To understand groups one must first understand the notion of symmetries, a symmetry is a mapping from an object to itself that preserves some “structure”.

For example lets take a regular polygon, and lets say that the structure a symmetry preserves is distances and angles.

Then for a square the symmetries are:

• The identity mapping which maps every point in the square to itself.
• Anticlockwise rotations of $90,180, 270$ degrees
• Relfections about the two diagonals
• Reflections about the horizontal and vertical line dividing the square in half.
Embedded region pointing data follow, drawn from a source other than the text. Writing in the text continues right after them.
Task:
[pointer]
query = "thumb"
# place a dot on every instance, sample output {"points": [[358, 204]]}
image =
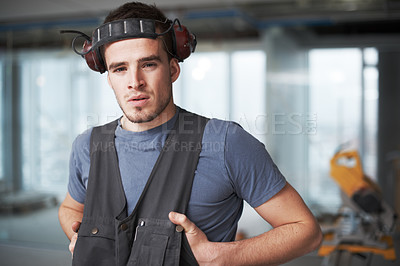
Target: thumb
{"points": [[181, 219], [75, 226]]}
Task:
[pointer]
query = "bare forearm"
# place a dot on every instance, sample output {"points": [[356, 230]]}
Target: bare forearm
{"points": [[274, 247], [67, 217], [69, 213]]}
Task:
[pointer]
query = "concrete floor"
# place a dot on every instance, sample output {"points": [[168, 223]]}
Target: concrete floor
{"points": [[36, 239]]}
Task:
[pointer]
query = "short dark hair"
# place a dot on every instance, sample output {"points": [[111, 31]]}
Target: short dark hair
{"points": [[141, 10]]}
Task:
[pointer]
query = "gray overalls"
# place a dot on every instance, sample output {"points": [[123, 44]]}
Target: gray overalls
{"points": [[107, 236]]}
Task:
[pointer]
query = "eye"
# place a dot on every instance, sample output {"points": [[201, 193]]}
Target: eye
{"points": [[119, 69], [149, 65]]}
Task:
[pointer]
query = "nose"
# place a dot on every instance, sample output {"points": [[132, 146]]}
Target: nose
{"points": [[136, 80]]}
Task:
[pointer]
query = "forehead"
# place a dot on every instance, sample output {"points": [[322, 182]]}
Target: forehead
{"points": [[133, 48]]}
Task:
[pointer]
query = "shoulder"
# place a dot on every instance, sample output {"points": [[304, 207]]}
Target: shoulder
{"points": [[81, 144]]}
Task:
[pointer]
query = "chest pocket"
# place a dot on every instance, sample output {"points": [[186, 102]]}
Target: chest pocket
{"points": [[156, 243], [95, 245]]}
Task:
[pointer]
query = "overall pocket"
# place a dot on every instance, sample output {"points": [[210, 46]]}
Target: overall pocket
{"points": [[95, 245], [156, 243]]}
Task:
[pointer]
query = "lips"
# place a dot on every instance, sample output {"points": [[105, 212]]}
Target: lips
{"points": [[139, 100]]}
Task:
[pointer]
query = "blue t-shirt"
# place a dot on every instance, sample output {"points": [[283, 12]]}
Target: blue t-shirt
{"points": [[233, 166]]}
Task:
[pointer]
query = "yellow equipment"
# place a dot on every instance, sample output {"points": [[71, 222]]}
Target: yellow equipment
{"points": [[366, 222]]}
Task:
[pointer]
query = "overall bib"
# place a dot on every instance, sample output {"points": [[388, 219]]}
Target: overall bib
{"points": [[107, 236]]}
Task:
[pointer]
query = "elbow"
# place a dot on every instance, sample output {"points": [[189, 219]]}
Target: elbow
{"points": [[316, 238]]}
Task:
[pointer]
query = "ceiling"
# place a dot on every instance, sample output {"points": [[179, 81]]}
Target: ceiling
{"points": [[35, 23]]}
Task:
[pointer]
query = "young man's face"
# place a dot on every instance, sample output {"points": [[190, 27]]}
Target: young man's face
{"points": [[141, 76]]}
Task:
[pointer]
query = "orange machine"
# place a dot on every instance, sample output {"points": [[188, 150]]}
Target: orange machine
{"points": [[366, 222]]}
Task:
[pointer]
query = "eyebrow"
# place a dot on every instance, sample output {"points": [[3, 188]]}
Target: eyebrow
{"points": [[149, 58], [141, 60]]}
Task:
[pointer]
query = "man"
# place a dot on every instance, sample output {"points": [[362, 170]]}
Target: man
{"points": [[231, 166]]}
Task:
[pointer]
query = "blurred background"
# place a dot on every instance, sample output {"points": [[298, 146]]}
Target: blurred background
{"points": [[303, 76]]}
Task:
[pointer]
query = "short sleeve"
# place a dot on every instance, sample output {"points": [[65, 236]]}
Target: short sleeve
{"points": [[254, 175], [79, 164]]}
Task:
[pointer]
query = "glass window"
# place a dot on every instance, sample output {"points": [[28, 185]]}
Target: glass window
{"points": [[335, 96], [1, 121], [249, 92], [61, 98], [203, 86], [371, 97]]}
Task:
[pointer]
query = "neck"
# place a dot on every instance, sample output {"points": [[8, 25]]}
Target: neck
{"points": [[162, 118]]}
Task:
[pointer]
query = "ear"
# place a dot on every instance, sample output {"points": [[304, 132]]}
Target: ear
{"points": [[108, 80], [174, 69]]}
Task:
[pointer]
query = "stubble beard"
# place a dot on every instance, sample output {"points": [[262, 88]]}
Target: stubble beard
{"points": [[140, 115]]}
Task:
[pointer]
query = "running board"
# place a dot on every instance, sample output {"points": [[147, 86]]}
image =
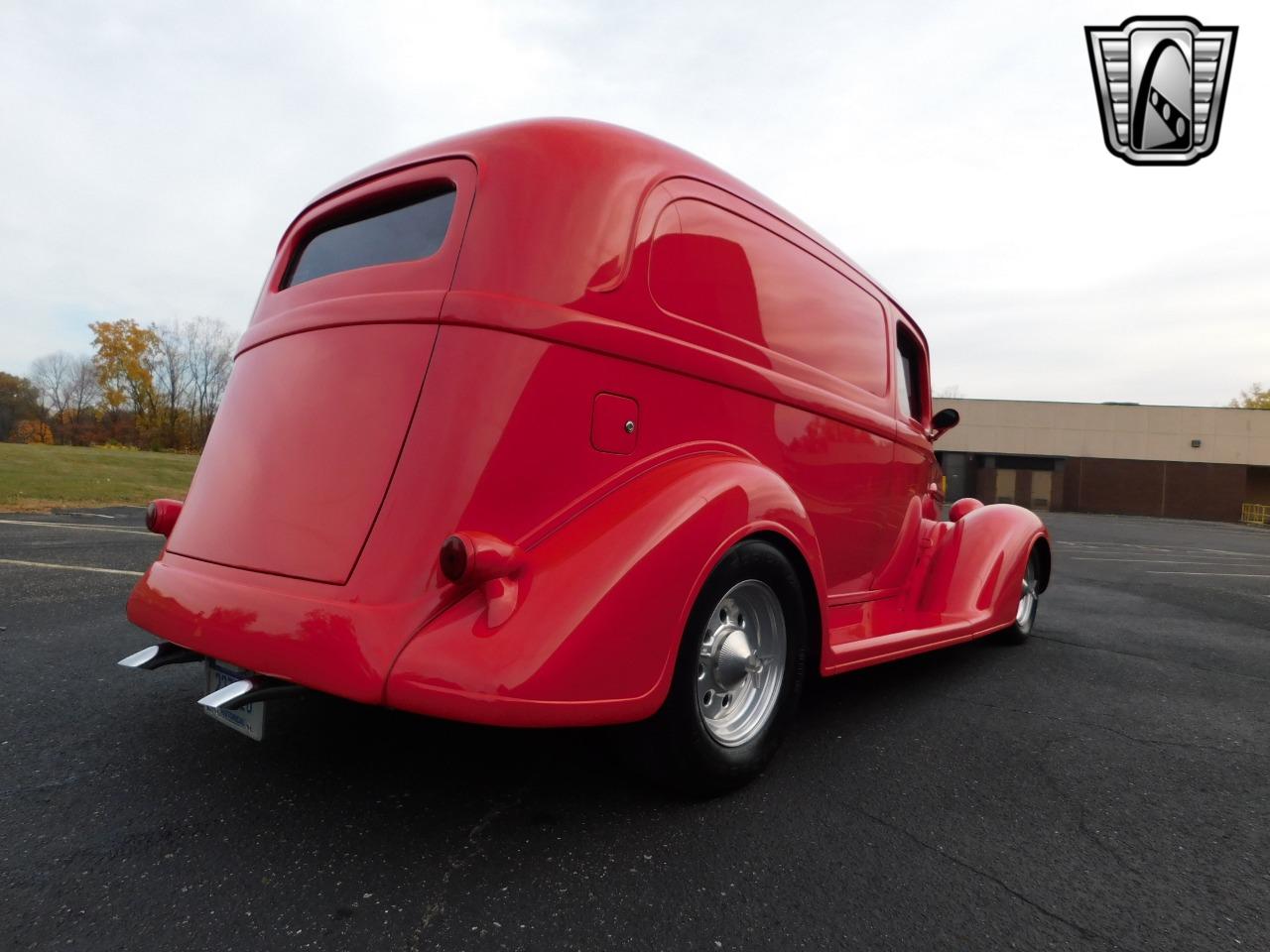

These symmetries are closed under composition that is, if you take two of these and perform them one after another on a square then that amounts peforming just one of these on the square.

For example, rotating $90$ degrees and performing an M$1$ reflection on the square is the same thing as performing an M$2$ reflection on the square.(Follow the vertices)

From know on lets give the act of composing two symmetries its own operator $+$,

Through some inspection one can see the following things hold,

• There exists a unique identity $e$, such that for any symmetry $a$, $a+e=a$
• For any symmetries $a,b,c$, $(a+b)+c=a+(b+c)$
• For any symmetry $a$, there is an inverse, that is a symmetry $a^{-1}$ such that $a+a^{-1}=0$

This leads us to the definition of a group:

A group is a set and an operation $+$ on the set such that:

• For any two elements, $a,b$ in the set $a+b$ also belongs to the set.
• There exists a unique element $e$ in the set such that $a+e=a$ for any $a$ in the set.
• For any three elements, $a,b,c$ in the set $(a+b)+c=a+(b+c)$.
• For every element $a$ in the set there exists an inverse $a^{-1}$ such that $a+a^{-1}=e$.

In the next blog post we will discuss some elementary properties of groups.